It's the question of any number of event owners and rights-holders who work with road and trail races: What are the best U.S. cities to run in?
While every runner probably has an opinion on this, finding objective data points and creating a ranking based on a variety of factors is what consumer health care marketplace group Vitals does annually. The latest Vitals Index rankings for best running cities, released just last week, were based on quality ratings and access to sports medicine physicians and orthopedic surgeons. The index also considered the number of full and half marathons hosted by cities, the number of participants for the largest race and the number of runs per person.
So what’s the verdict? Orlando came out in the top spot, with 1:2,590 sports specialists per capita, 41.4 runs per person, seven full and half marathons, and 65,523 participants in the city’s largest race. Rounding out the rest of the top 10 were San Diego, Las Vegas, Miami, San Francisco, Seattle, Washington, Birmingham, Charlotte and Atlanta.
Running’s popularity would appear to be increasing. According to Vitals, more than 18.75 million people completed a running event in 2014, according to data from Running USA. This number is more than double the 8.5 million people who finished a race in 2000. In fact, running was the fitness frontrunner in nearly every state in the U.S., based on MapMyFitness data compiled by The Wall Street Journal. Race organizers have branched out to attract participants beyond the pool of serious runners, and less strenuous “fun runs” have become the norm in many American cities and towns, particularly when linked to charity fund raising events. Fitness apps and wearable devices that help runners plan their runs and share the info on social media may also be a factor today.
Orlando’s position at the top of the running cities index may be related to its status as the host city for the world’s most famous mouse.
“Orlando not only has an impressive number of sports medicine specialists who practice there, but it also hosts the Walt Disney Marathon which drew 65,523 runners last year – the largest race in the nation,” wrote Vitals. “San Diego hosts much smaller races, but holds 11 full or half marathons per year, plus several other shorter-distance events.”
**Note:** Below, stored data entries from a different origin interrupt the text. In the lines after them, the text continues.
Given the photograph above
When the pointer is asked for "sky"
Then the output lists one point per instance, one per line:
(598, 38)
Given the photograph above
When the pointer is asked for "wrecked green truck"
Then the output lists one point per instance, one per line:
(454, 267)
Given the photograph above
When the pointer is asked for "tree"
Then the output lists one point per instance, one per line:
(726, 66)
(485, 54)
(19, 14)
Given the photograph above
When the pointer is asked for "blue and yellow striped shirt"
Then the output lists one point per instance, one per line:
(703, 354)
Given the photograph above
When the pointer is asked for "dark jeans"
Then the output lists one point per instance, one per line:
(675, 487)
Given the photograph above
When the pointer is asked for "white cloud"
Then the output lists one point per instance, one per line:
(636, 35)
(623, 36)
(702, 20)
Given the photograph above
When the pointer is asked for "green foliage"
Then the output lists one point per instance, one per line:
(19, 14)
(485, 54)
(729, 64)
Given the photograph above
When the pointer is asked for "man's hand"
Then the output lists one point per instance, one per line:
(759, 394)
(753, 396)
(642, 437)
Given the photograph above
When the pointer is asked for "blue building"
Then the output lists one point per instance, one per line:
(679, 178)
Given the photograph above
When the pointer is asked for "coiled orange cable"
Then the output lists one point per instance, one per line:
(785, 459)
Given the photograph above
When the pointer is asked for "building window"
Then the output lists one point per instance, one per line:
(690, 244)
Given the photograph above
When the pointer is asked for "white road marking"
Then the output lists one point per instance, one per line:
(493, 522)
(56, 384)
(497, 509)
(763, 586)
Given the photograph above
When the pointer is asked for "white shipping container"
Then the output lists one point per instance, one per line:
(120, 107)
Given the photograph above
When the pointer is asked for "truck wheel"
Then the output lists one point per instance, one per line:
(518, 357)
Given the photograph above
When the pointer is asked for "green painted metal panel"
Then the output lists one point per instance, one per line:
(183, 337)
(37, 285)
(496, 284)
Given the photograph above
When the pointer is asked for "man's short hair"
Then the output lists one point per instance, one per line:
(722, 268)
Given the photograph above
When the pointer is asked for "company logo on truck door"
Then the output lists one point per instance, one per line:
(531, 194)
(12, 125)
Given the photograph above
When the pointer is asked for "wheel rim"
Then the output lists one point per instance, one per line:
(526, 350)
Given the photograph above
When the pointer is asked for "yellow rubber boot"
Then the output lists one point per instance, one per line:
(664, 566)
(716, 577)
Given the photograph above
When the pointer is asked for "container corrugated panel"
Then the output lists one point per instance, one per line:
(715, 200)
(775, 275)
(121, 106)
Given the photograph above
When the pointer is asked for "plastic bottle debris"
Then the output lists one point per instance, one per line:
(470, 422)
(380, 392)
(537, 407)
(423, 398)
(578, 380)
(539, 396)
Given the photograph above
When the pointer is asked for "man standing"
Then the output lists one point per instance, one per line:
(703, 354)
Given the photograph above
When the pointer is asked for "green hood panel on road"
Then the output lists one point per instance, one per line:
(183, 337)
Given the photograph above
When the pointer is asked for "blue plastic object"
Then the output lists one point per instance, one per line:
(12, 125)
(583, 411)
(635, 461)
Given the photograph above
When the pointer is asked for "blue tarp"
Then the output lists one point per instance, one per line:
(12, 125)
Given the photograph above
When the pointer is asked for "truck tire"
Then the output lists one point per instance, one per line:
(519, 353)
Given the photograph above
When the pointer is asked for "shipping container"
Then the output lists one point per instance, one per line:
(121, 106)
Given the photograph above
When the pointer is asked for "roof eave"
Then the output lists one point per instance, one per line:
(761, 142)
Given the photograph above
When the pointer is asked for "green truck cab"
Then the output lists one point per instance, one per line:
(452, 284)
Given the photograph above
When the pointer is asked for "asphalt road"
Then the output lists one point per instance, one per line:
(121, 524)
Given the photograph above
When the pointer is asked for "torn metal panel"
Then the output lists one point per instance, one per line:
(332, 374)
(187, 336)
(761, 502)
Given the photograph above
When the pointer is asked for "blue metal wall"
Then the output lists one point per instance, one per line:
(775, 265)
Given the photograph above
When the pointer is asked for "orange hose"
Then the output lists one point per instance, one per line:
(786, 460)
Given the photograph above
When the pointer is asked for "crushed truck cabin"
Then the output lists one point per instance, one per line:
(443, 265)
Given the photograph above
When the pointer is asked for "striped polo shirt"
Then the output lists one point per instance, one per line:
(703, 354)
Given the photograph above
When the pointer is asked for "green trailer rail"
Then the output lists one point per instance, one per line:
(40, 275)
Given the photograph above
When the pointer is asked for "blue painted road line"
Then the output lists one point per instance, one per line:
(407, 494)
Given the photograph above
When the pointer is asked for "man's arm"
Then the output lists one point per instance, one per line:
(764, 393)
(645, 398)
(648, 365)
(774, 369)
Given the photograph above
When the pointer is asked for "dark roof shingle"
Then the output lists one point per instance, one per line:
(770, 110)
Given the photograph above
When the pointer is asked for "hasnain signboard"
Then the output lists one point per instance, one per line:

Interestingly, many cities known for their prestigious marathons such as like Boston, Chicago and New York, failed to qualify for the top ten spots on the index. These cities host fewer long-distance runs and tended to have fewer sports specialists per capita. Harsh winters – something few of the cities in the top 10 experience – may also be a factor.
The proximity to sports specialists plays a bigger role in the top running cities than people might think. The American Academy of Physical Medicine and Rehabilitation has estimated that 70 percent of runners will suffer a running related injury. According to Vitals, this means that living in a city with access to sports medicine professionals is crucial to becoming and remaining a healthy runner.